Bugün, 26 Nisan 2024 Cuma

Selim EROĞLU


KAYBOLAN AHLAKSA…

KAYBOLAN AHLAKSA…


Bu haftaki yazımda düşündürücü olduğu kadar manidar bir hikâyeyle başlamak istiyorum. Hikâye şu:

Su, ateş ve ahlak arkadaş olup birlikte zaman geçirmeye başlamışlar. Birbirlerine o kadar alışmışlar ki, su ateşsiz bir yere gidemez, su ateşi, ateş suyu görmeden uyuyamaz olmuş. Ahlak ateşsiz yürüyemez, su ahlak olmadan akamaz olmuş.

Zamanla aralarına ayrılığın girmesinden endişelenmişler, birbirlerini kaybetmekten korkar olmuşlar. Baş başa oldukları bir gün, kaybolurlarsa birbirlerini nasıl bulabileceklerini anlatmaya karar vermişler. Ateş ve ahlak suya sormuş:

“Kaybolursan seni nasıl bulacağız?”

Su cevap vermiş:

“Nerede bir şırıltı duyarsanız ben oradayım?” demiş.

Sıra ateşe gelmiş. Su: “Seni yitirirsek ne yapalım?” diye sormuş. Ateş:

“Duman gördüğümüz yerde ben varım” cevabını vermiş.

Sıra ahlaka gelince cevabı şu olmuş:

“Beni asla kaybetmeyin, eğer kaybedersiniz, bir daha asla bulamazsınız!”

İşte böyle.

Kaybolan bir şeyi, bir zaman sonra bulmak mümkündür. İlim Çin’de de olsa gidip buluruz. Lakin kaybolan ahlaksa bir daha bulamayız.

Ahlak bir anda kaybolmaz. Gıdım gıdım elden gider. Elden gittiğinde farkına bile varamayız.

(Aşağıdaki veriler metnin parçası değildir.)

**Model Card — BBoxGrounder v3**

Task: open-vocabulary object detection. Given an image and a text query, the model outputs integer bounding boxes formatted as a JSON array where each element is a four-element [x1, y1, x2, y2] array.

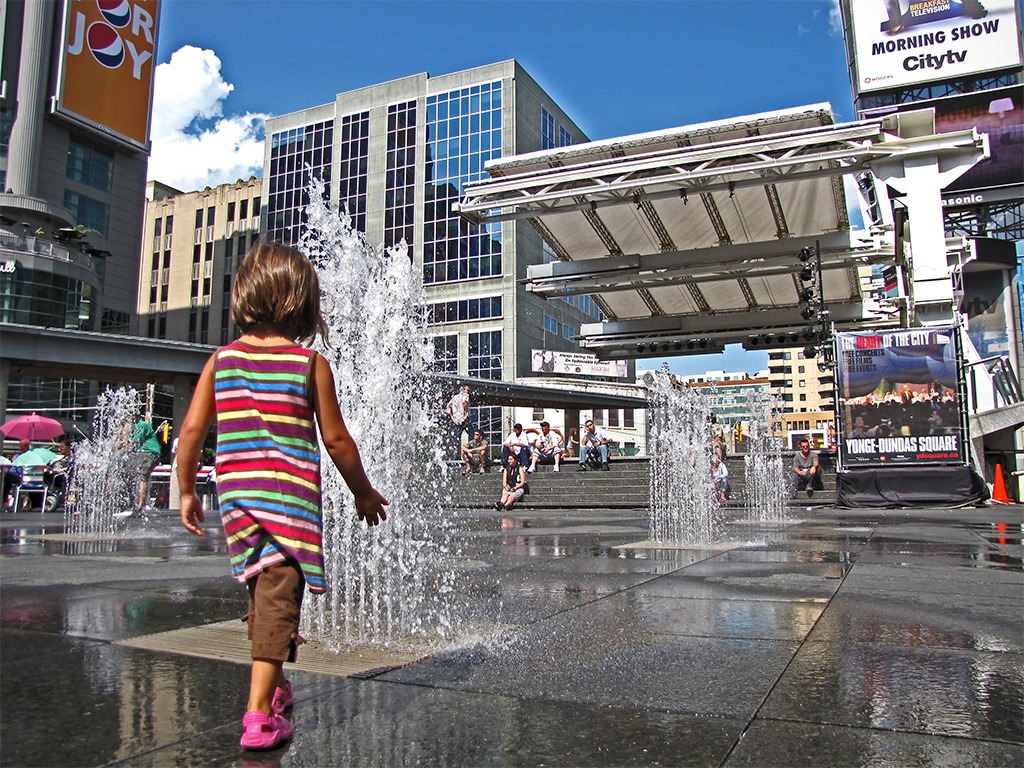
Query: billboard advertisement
[[849, 0, 1021, 95], [53, 0, 160, 150], [530, 349, 629, 379], [836, 328, 967, 468]]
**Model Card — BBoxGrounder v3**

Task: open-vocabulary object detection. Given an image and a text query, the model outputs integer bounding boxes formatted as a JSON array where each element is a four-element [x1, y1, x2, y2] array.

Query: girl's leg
[[246, 658, 285, 715]]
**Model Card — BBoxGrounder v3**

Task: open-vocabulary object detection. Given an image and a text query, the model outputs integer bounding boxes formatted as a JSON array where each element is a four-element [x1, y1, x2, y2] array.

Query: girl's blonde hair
[[231, 241, 328, 343]]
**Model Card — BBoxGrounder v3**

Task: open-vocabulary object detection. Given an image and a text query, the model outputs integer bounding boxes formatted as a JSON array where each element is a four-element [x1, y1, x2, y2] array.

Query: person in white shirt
[[579, 420, 611, 472], [502, 424, 529, 467], [444, 384, 473, 455], [526, 421, 562, 473]]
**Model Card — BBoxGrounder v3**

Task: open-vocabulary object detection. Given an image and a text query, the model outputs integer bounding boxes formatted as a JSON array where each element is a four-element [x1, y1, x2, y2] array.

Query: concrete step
[[453, 456, 836, 509]]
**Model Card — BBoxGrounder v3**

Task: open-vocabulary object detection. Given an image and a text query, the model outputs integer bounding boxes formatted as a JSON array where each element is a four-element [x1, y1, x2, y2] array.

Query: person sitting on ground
[[526, 421, 562, 472], [711, 456, 729, 502], [462, 429, 487, 475], [790, 440, 821, 499], [502, 423, 529, 467], [495, 453, 526, 509], [564, 427, 580, 459], [578, 420, 612, 472]]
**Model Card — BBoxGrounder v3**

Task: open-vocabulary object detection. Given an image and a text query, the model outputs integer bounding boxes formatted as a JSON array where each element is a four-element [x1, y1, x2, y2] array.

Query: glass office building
[[263, 60, 600, 441]]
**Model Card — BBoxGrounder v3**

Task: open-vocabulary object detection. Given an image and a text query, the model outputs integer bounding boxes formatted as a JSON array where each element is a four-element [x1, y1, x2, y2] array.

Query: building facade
[[0, 0, 157, 416], [138, 177, 263, 346], [263, 60, 614, 448]]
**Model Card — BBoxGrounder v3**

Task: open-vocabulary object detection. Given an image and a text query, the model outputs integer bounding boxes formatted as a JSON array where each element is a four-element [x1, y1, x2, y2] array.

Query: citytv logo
[[68, 0, 154, 80]]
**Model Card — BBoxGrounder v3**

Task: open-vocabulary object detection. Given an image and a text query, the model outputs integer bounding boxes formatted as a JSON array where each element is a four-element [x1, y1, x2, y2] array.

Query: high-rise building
[[263, 60, 614, 439], [0, 0, 158, 413], [138, 177, 263, 346]]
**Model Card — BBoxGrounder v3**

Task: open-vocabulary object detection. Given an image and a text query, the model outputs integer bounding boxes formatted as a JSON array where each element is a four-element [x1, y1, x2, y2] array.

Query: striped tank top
[[214, 342, 327, 592]]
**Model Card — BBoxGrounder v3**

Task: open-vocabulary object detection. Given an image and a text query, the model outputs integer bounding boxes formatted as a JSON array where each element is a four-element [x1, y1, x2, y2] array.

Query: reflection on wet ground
[[0, 507, 1024, 766]]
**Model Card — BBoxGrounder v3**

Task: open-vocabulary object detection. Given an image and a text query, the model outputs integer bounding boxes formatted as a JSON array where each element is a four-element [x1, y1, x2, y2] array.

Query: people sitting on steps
[[578, 419, 612, 472], [462, 429, 487, 475], [526, 421, 562, 473], [502, 422, 529, 467], [495, 453, 526, 510], [790, 440, 824, 499]]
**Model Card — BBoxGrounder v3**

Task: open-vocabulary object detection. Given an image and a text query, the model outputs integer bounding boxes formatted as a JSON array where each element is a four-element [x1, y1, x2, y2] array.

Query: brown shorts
[[242, 562, 306, 662]]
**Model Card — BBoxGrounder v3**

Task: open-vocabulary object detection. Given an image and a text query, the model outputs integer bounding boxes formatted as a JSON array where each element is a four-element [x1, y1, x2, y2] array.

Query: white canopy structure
[[459, 103, 988, 358]]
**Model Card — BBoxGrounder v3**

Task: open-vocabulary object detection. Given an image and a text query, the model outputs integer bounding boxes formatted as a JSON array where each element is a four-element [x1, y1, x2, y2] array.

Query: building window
[[427, 296, 502, 326], [268, 122, 334, 245], [68, 136, 114, 191], [384, 101, 416, 250], [65, 189, 110, 238], [541, 106, 555, 150], [423, 82, 502, 285], [430, 334, 459, 374], [469, 331, 502, 379], [338, 112, 370, 232]]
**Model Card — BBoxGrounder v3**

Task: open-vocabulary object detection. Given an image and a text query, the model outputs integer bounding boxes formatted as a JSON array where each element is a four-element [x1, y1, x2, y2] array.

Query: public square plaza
[[0, 505, 1024, 767]]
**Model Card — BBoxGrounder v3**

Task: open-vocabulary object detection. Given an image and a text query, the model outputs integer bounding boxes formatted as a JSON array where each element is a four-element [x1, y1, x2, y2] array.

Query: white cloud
[[147, 45, 268, 191]]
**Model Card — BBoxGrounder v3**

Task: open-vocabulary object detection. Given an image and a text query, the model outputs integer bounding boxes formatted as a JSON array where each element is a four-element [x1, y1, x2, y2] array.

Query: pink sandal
[[270, 680, 295, 715], [241, 710, 292, 750]]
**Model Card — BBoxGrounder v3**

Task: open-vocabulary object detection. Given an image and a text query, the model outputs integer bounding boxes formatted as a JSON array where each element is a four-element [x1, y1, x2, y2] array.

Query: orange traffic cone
[[992, 464, 1014, 504]]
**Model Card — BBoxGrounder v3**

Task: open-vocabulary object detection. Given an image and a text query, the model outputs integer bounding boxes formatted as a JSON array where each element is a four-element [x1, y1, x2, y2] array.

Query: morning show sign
[[836, 328, 966, 467], [849, 0, 1021, 94]]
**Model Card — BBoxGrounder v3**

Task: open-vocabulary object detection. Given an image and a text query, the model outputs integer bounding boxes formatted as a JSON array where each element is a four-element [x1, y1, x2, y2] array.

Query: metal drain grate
[[114, 618, 427, 678]]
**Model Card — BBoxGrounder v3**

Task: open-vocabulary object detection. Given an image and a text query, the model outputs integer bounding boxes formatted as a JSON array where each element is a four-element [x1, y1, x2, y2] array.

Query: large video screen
[[836, 328, 967, 467]]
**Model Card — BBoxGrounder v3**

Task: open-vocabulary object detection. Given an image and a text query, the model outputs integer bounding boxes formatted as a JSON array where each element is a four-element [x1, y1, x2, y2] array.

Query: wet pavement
[[0, 506, 1024, 767]]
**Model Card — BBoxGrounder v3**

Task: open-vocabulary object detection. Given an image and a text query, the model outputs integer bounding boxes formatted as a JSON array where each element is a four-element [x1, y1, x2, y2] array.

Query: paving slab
[[0, 500, 1024, 767]]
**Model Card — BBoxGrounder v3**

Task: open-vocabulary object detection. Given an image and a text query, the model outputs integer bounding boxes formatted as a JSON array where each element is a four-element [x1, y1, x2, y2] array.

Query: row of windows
[[432, 331, 502, 379], [594, 408, 636, 429], [338, 112, 370, 232], [427, 296, 502, 326], [423, 81, 503, 285], [268, 121, 334, 243], [541, 106, 572, 150], [384, 101, 416, 249]]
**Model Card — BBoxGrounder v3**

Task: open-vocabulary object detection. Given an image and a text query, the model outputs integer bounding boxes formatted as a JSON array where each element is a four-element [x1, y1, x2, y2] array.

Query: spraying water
[[65, 387, 142, 535], [644, 366, 723, 545], [743, 392, 788, 521], [299, 180, 465, 648]]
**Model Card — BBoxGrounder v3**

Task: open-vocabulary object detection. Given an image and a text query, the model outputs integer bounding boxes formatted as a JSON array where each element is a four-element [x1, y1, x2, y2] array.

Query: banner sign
[[54, 0, 160, 150], [836, 328, 967, 467], [850, 0, 1021, 95], [530, 349, 629, 379]]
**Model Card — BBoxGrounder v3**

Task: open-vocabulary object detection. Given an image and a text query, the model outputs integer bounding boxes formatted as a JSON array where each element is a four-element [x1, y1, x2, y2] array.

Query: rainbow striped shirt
[[214, 342, 327, 592]]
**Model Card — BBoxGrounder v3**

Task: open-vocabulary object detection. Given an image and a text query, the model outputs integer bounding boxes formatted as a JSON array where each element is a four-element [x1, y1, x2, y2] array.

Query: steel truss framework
[[458, 104, 986, 357]]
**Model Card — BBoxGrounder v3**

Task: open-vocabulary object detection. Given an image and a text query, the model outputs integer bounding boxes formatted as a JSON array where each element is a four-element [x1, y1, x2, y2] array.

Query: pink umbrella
[[0, 414, 65, 440]]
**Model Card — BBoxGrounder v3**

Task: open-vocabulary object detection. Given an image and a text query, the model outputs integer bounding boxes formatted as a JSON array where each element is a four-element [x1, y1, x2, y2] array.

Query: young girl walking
[[177, 243, 388, 750]]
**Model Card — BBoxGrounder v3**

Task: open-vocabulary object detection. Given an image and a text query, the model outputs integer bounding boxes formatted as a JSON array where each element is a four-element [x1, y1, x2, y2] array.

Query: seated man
[[502, 424, 529, 467], [462, 429, 487, 475], [578, 420, 611, 472], [790, 440, 822, 499], [526, 421, 562, 472]]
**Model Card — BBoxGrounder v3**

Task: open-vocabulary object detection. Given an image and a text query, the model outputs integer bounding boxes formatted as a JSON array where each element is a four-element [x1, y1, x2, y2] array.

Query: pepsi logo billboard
[[55, 0, 160, 148]]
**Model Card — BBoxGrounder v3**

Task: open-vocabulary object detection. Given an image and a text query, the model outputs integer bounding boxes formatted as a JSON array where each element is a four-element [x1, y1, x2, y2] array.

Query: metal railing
[[967, 355, 1024, 413]]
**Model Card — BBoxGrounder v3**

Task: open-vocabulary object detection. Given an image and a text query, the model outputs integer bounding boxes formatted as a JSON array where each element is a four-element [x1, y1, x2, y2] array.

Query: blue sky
[[151, 0, 855, 373]]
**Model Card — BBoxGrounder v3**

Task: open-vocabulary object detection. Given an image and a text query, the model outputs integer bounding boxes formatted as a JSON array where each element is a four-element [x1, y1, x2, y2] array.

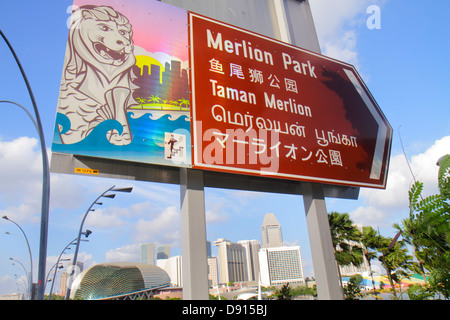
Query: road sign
[[189, 12, 392, 188]]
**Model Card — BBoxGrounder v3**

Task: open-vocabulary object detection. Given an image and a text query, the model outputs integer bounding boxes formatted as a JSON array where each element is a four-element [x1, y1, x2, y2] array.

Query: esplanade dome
[[70, 262, 170, 300]]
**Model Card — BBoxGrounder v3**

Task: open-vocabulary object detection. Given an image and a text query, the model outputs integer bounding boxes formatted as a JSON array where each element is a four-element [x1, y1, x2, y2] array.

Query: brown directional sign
[[189, 13, 392, 188]]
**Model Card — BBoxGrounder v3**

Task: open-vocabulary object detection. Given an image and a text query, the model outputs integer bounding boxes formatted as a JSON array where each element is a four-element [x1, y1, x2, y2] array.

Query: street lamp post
[[48, 230, 92, 300], [66, 186, 133, 300], [3, 216, 33, 300], [9, 258, 31, 299], [0, 29, 50, 300]]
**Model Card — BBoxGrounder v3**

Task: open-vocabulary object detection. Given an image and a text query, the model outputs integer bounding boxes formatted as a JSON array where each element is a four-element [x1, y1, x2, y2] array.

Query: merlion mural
[[52, 0, 191, 167], [58, 6, 136, 145]]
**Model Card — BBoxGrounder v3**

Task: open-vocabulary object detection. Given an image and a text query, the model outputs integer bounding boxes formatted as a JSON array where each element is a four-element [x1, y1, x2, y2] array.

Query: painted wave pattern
[[52, 111, 191, 167]]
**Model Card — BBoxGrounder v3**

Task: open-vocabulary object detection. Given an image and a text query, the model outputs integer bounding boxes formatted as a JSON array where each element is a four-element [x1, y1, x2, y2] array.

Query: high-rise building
[[156, 256, 183, 287], [208, 257, 219, 288], [259, 246, 305, 286], [141, 243, 155, 265], [238, 240, 261, 281], [59, 261, 84, 296], [214, 238, 248, 283], [261, 213, 283, 248], [156, 244, 170, 259]]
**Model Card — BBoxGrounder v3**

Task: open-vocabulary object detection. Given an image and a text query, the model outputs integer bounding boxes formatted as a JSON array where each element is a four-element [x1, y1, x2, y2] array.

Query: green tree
[[328, 211, 363, 287], [361, 226, 378, 291], [394, 181, 450, 298], [378, 236, 412, 299], [273, 283, 293, 300]]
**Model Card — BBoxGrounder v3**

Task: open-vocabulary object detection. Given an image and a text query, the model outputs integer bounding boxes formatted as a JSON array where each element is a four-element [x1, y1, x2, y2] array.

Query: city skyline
[[0, 0, 450, 294]]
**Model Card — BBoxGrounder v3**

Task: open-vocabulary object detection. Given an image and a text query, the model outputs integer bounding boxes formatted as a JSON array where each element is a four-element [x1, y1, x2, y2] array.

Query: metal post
[[180, 168, 209, 300], [302, 183, 343, 300], [66, 186, 115, 300], [0, 30, 50, 300]]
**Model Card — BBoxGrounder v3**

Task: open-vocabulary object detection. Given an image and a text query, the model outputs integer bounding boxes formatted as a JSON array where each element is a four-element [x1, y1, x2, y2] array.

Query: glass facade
[[72, 262, 170, 300]]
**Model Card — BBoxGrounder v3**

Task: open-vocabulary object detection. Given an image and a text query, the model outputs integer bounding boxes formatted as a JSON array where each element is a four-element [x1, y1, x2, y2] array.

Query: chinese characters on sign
[[189, 13, 392, 188]]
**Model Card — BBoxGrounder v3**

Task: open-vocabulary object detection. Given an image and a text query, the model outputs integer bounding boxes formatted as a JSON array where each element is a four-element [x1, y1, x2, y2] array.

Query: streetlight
[[9, 258, 31, 300], [0, 29, 50, 300], [48, 229, 92, 300], [2, 216, 33, 300], [66, 186, 133, 300]]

Dünya ahlak üzerine kuruludur desek yanlış söylemiş olmayız. Her şeyin bir ahlakı vardır. İş ahlakı, meslek ahlakı, ticaret ahlakı… gibi.

Fatih Sultan Mehmet, halkın ahlakı kemale erdikten sonra İstanbul’u fethedebilmiştir.

Sosyal medyada bir söz paylaşmıştım:

“Beni bu hayatta en çok sözünde durmayanlar yordu” diye. Çok manidar bulunmuş ve değişik yorumlar yapılmıştı. Çok samimi bir arkadaşım yüzüme karşı “kimi kastediyorsun” bile demişti. Israrla benden isim istemişti. İstersem çok isim verebilirdim. Ne gerek var. Bizi bilen bilir, bilmeyen kendi bilir.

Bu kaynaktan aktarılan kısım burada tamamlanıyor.